The right-armer arrived in the country with an impressive record. In four tests had claimed 30 wickets at a scarcely believable average of 13.23, including four five-wicket bags and 10 wickets in a match on one occasion.
He bowled superbly again today to take four for 50 to leave New Zealand 243 for nine, a lead of just five runs.
Earlier, the Proteas resumed with their hopes pinned on Jacques Rudolph (46) and Philander (4) carrying them through to a better position.
South Africa rattled on a run a minute to improve its overnight score to 238 but the wickets also tumbled quickly.
Experienced seamer Chris Martin got the breakthrough when Philander slashed a catch to gully. Jacques Rudolph added six before he perished after flashing a drive to Trent Boult,
Morne Morkel helped the cause with a couple of drives down the ground before Imran Tahir was the last man dismissed, run out for 10.

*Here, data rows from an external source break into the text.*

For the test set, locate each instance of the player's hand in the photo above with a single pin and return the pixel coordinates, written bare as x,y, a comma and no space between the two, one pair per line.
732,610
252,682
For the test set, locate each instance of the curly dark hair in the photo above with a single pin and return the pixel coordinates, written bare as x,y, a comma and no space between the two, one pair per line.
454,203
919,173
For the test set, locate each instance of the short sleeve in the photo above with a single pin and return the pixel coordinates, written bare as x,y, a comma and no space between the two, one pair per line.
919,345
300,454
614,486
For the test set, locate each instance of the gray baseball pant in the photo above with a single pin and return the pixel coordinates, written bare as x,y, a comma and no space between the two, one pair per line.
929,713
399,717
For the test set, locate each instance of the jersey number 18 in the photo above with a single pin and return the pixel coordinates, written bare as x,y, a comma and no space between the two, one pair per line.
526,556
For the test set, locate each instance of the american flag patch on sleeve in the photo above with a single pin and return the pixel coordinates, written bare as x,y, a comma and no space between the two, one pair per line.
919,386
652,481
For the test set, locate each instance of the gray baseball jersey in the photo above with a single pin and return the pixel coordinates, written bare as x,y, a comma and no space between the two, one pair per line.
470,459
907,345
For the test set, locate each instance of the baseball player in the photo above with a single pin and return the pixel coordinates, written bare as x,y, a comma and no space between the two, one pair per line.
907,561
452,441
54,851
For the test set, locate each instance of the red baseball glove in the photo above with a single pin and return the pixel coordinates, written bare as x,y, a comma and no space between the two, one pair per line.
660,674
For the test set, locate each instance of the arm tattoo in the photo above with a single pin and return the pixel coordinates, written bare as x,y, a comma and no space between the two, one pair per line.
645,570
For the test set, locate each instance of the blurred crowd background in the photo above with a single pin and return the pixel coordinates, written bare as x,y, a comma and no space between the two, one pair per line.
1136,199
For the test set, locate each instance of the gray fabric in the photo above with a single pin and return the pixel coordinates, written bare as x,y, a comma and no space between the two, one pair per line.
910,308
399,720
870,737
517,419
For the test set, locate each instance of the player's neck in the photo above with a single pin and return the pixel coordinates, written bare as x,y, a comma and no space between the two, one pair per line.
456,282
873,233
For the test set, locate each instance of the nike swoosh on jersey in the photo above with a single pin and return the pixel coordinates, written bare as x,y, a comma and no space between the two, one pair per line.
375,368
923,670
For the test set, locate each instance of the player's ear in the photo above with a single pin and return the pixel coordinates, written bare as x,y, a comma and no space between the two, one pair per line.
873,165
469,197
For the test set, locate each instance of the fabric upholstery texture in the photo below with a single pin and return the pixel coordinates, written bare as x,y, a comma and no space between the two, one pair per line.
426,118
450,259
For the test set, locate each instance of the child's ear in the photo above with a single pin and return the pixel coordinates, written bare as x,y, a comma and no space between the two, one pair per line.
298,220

New Zealand's reply got off to a poor start with Rob Nicol netting just six runs in his maiden test innings, and Martin Guptill played on in the first over after lunch.
Brendon McCullum and Ross Taylor, who was celebrating his 28th birthday, batted quite nicely. Taylor (44) stroked some memorable drives and McCullum (48) was starting to warm to his work with a couple of lovely shots down the ground.
It was a rush of blood which brought about McCullum's demise. He tried to sweep Tahir against the spin and got a top edge.
You did not need to read lips to work out what McCullum said next.
Taylor was just as disappointed with the shot which caused his downfall.
He hit two glorious drives then edged a cut shot he was in no position to play.
Daniel Vettori slapped and swatted his way to 46 from 78 deliveries before bailing out of a pull shot and spooning a catch to back to the bowler Jacques Kallis, and Kruger van Wyk made a useful debut with 36.